Bee continued: “Whether we like it or not, Trump is a money-making juggernaut. This should scare the crap out of his opponents.”
On The Late Show, Stephen Colbert spoke of news that public impeachment hearings will officially start on 13 November: “Next Wednesday: hump day, wouldn’t want to be Trump day.”
This week has seen more damning information from the former US ambassador to Ukraine Bill Taylor who has stated that there was a quid pro quo plotted between Trump and Volodymyr Zelenskiy. “The president has been saying no quid pro quo all this time and now his own diplomat is saying yeah huh pro quo,” he said. “What else has the president been lying about? Is Mexico not gonna pay for the border wall? Would he not date Ivanka if she wasn’t his daughter?”

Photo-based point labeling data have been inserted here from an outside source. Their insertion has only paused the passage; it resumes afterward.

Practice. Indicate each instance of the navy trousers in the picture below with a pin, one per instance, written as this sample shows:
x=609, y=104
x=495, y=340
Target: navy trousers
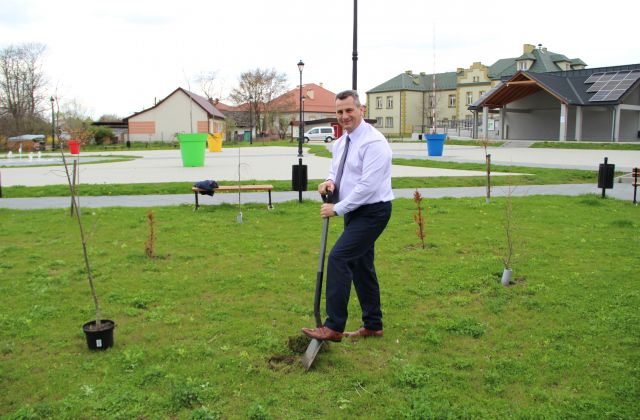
x=352, y=260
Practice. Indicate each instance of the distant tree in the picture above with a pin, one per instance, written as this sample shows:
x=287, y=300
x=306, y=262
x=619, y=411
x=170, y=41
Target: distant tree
x=22, y=84
x=259, y=88
x=101, y=133
x=210, y=85
x=74, y=121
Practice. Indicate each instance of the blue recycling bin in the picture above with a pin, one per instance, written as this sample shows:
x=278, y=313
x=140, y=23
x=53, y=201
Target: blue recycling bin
x=435, y=144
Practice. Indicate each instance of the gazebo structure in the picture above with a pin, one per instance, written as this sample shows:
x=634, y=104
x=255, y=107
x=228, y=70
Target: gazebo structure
x=601, y=104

During the transcript, Taylor claims that discussions about how to stop the president from withholding aid to the Ukraine were delayed because they were dealing with the issue of buying Greenland at the time to which the chairman asking the questions responded that it was a different and disturbing issue. “No, same reason and you’re about to impeach him,” Colbert said.
Despite having previously said that he would be open to taking onboard any evidence of wrongdoing, Lindsey Graham has now said that he won’t be reading these later transcripts. “Graham is clearly working through the five stages of Republican impeachment grief: anger, denial, won’t read, can’t read, no hablo inglés,” Colbert joked.
On The Daily Show, Trevor Noah spoke about Elizabeth Warren and how she has been suggesting “some of the most progressive financial policies in years”.
It’s led to some fear from those on Wall Street who are claiming the stock market will tank if she becomes president but the same fears were aired before Obama and Trump to no avail. “It’s been going up for 10 years because you see in many ways, the stock market is a lot like a penis,” he said. “There are many situations where you swear it’s gonna be down but, surprise, surprise, it just keeps rising and nobody knows why.”
Hedge fund titan and billionaire Leon Cooperman was brought to tears on CNBC recently when discussing Warren’s thoughts on the ultra-wealthy. “You’re a billionaire who’s crying because Elizabeth Warren is criticising billionaires?” he said. “Would you like a tissue? Get the fuck out of here!”
He continued: “The only time you should be crying if you’re a billionaire is when a ghost teaches you the meaning of Christmas.”
On Late Night, Seth Meyers also spoke about the growing evidence against Trump. “Trump probably commits crimes the way people with Fitbits get in their steps,” he joked.
He brought up the latest evidence and said: “This is like if during the OJ trial, they not only had the gloves but dozens of witnesses, a tape of OJ confessing and a note inside the gloves that says, ‘If found at crime scene return to OJ Simpson, the murderer.’”
Trump has called for the whistleblower to go public and has claimed that he or she has disappeared. “Trump’s like a dog who thinks the tennis ball just disappeared because you rolled it behind the couch,” Meyers joked.
He’s also insisted that the whistleblower testify in person with written answers not being acceptable although Trump provided his answers to the Mueller investigation in writing and has claimed that he wrote the answers himself. “If Trump had written the answers, they’d be full of misspellings,” Meyers said. “Trump has misspelt his wife’s name, his own name, the word country and the word Republicans.”